Lufthansa posts strong performance in a hard market

Victoria
By Victoria August 2, 2016 16:51

Lufthansa posts strong performance in a hard market

Like British Airways and other European airlines, strong financials are being eroded by terrorist action and economic instability. Routes to Europe from South America and Asia showed a particularly weak performance for the first half of 2016. While the European and North American routes remained stable, Europe even saw an increase in its yields excluding currency effects in the second quarter of 2016, something that will be hard to repeat in the third quarter. Lufthansa has today produced H1 2016 results that are very impressive given the climate. Total group revenue for H1 2016 was down 2.1% year on year at €15.0 billion despite higher passenger volumes. Traffic revenue was down 4.5% due to strong pricing pressures in both the airline and the cargo businesses.

In spite of the lower revenues, however, adjusted EBIT increased by €61 million to €529 million, on the back of total costs declining faster than fuel costs.

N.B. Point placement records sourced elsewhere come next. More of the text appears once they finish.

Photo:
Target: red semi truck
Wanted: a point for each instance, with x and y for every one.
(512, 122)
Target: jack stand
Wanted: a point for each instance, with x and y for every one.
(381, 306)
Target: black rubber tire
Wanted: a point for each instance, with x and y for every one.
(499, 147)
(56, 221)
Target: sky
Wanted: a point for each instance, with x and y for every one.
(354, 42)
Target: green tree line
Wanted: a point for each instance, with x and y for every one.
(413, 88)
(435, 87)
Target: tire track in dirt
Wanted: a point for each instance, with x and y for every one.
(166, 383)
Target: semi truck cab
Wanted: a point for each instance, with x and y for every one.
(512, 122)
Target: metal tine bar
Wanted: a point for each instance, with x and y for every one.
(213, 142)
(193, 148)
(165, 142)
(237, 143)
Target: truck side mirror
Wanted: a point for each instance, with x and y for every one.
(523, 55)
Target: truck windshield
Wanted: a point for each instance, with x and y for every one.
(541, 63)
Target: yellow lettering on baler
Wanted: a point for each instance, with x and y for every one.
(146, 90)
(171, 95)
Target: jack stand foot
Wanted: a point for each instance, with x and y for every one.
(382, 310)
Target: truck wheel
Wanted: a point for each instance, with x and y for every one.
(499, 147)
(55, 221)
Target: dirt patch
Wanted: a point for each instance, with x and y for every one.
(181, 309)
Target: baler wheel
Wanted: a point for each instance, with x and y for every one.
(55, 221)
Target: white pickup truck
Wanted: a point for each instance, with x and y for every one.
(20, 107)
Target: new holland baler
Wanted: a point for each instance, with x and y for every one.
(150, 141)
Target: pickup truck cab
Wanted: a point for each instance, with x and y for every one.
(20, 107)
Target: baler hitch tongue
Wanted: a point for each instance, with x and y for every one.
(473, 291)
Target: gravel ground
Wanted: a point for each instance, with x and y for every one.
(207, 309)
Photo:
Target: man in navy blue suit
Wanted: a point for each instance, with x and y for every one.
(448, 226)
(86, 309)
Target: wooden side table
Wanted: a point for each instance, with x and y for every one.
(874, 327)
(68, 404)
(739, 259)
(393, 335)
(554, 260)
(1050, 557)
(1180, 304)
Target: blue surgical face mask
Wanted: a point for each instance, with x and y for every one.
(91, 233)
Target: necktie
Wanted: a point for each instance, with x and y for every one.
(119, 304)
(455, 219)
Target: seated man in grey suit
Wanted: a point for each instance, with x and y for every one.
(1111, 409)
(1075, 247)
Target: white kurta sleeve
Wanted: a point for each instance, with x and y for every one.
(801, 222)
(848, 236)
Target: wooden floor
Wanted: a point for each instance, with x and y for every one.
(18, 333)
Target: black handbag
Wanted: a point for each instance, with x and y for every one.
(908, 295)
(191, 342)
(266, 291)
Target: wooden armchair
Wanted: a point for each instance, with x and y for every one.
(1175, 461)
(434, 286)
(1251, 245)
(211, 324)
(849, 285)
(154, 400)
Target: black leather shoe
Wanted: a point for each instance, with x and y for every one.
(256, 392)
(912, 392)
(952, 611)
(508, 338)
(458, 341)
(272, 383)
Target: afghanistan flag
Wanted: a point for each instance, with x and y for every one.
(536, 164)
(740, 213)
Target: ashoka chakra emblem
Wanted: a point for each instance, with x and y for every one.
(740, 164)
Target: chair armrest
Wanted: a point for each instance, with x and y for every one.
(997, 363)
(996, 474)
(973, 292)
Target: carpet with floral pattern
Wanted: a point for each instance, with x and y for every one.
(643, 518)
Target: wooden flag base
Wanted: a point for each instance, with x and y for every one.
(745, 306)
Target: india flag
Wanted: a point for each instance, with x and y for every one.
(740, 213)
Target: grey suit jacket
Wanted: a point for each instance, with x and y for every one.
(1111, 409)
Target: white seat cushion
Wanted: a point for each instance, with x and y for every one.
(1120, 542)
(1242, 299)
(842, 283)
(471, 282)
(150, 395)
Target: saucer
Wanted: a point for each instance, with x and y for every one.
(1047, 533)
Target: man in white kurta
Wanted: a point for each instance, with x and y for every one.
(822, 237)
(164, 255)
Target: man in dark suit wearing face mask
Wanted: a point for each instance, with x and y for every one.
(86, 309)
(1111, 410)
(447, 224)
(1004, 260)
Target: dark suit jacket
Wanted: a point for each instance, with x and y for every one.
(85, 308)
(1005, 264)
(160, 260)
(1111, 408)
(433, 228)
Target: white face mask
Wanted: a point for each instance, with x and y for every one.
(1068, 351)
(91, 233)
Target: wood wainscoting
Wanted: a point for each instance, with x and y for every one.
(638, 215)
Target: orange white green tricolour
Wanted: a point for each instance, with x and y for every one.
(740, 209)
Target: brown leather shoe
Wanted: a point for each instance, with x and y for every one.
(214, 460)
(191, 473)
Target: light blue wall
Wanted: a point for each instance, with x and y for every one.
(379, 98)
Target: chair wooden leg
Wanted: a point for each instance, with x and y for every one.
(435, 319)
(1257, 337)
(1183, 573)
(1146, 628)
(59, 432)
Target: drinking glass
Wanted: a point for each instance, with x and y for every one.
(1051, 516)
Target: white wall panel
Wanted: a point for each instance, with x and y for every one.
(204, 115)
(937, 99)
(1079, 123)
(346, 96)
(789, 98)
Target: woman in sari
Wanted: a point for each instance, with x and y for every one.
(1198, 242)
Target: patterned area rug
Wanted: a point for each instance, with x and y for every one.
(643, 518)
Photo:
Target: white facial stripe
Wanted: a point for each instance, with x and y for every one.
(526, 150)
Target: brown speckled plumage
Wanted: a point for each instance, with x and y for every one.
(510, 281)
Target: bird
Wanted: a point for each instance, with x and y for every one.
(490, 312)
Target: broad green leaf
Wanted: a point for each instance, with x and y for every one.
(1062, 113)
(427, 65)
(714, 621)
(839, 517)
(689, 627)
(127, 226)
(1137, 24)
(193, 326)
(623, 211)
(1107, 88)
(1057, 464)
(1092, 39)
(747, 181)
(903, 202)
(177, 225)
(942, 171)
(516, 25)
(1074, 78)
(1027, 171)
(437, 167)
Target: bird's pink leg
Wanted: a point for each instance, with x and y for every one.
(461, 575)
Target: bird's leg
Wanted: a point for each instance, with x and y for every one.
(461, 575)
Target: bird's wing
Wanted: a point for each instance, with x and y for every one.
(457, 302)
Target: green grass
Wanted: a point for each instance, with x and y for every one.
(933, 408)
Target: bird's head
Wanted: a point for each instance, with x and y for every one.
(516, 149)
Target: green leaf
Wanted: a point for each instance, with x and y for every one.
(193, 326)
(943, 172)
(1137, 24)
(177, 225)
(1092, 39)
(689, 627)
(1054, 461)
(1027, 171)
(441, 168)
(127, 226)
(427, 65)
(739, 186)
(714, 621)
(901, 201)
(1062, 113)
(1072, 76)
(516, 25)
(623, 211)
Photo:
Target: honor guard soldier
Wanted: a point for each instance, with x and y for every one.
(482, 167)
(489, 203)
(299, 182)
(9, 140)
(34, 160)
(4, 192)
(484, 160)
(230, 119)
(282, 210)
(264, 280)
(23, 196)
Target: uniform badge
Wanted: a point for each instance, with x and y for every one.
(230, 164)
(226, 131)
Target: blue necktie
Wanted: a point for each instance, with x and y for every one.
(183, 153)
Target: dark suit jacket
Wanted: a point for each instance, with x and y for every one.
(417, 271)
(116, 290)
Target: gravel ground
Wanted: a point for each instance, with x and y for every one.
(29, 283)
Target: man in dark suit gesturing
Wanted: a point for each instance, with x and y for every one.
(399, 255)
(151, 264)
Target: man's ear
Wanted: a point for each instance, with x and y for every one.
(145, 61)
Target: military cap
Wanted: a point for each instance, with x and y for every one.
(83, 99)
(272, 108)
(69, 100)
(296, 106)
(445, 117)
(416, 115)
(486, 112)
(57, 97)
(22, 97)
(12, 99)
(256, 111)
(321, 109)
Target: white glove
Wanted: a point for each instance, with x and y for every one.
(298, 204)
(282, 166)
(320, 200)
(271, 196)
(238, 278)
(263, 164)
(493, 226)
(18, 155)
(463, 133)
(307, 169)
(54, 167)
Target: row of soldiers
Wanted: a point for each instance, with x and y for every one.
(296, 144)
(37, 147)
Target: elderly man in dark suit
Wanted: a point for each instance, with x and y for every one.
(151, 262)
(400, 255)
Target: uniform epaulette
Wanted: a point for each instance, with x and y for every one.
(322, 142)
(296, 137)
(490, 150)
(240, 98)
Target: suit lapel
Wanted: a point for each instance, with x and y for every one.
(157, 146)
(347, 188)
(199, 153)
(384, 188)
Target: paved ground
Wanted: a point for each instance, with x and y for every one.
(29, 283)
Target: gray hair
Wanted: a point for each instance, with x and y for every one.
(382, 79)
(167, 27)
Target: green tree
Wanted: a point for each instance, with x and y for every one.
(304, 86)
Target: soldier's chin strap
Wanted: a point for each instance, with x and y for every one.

Unit costs excluding fuel costs and currency effects decreased by 1.3% for the period year on year. The fuel cost benefits amounted to €597 million; and the pricing pressure, which is also partly the product of the lower fuel prices, resulted in a 5.2% reduction in unit revenues excluding currency effects. “The Lufthansa Group achieved a solid result for the first half-year,” says Carsten Spohr, Chairman of the Executive Board & CEO of Deutsche Lufthansa. “We are making good progress in implementing our Three-Pillar-Strategy. We see progress in all the areas where we can influence the changes ourselves. And this is particularly true for our cost structures and the growth of Eurowings, the development of which is progressing well.”

The net result for the first half of 2016, standing as it is at €429 million is slightly off the H1 2015 total excluding the €503 million from the early conversion of the JetBlue convertible bond. Tellingly first-half cash flow from operating activities declined 13% to €2.2 billion indicating that forward bookings are rapidly declining, but Lufthansa management was able to offset this in H1 2016 with savings increasing free cash flow in the process to €1.1 billion from €1bn year on year. This is owed largely to an increase in pension fund provisions in response to the decline of the IFRS discount rate to 1.6% from 2.8%. At a comparable discount rate in the first quarter of 2015 (1.7%), the equity ratio of 7.5% was substantially lower than its present level. Lufthansa Passenger Airlines was the only business unit to substantially improve its operating result in both the first and the second quarter. First-half earnings for Lufthansa Passenger Airlines increased by €281 million to €387 million, and the EBIT margin rose accordingly to 5.2%, an improvement of 3.8 percentage points. This is due to strict capacity discipline, among other reasons.

The best margin among the Group’s network airlines remains SWISS at 6.3% although earnings declined by €47 million in the first half-year as a result of the economic effects of the strong Swiss franc. Austrian Airlines improved its result in the first half-year by €16 million, while the cumulative earnings result from the holdings in SunExpress and Brussels Airlines showed a decline of €40 million. Both subsidiaries are currently operating in very difficult markets. The first half-year result for Eurowings was €67 million below its prior-year level, a result attributable mainly to its ramp-up and project costs and to the challenging competitive environment. The biggest decline in first-half earnings – by €95 million – was posted by Lufthansa Cargo. Due to massive market overcapacities, yields in the airfreight sector have now declined to levels last seen during the financial crisis in 2009.

In response, Lufthansa Cargo has embarked on a structural cost reduction program which is intended to save €80 million, twice as much as originally planned. The service companies Lufthansa Technik and LSG Sky Chefs reported first-half results that were €64 million and €2 million below their prior-year levels, respectively. Unit revenues excluding currency effects are expected to fall 8 to 9 per cent in the second half-year. Planned full-year capacity growth is being reduced from 6.0 per cent to 5.4 per cent. On current estimates, second-half fuel costs will be around €350 million below their prior-year levels.

For the year as a whole Lufthansa confirms its previous fuel cost forecast of €4.8 billion. Going forward Lufthansa, like IAG is in a good position to weather the coming storm of slowing passenger traffic, but Lufthansa will also have the added bonus of improving its equity ratio via the UFO flight attendants agreement where the retirement system will be switched from a defined benefit to a defined contribution model. Lufthansa expects EBIT to be above the previous year and several hundred million euros above the Adjusted EBIT for the financial year 2016. What the Lufthansa results do tell us is that a price war in the European air passenger market is gathering momentum and the reducing passenger numbers will compound the effects of this. As such one must wonder about the health of Air France-KLM, Air Berlin and a number of other major airlines going forward. Will European airlines be able to increase fares and stabilise the situation? Not likely if Ryanair, easyJet and Wizz keep growing. Lufthansa is yet to confirm if it will defer any aircraft deliveries in H2 2016, but it is a sure bet that it will.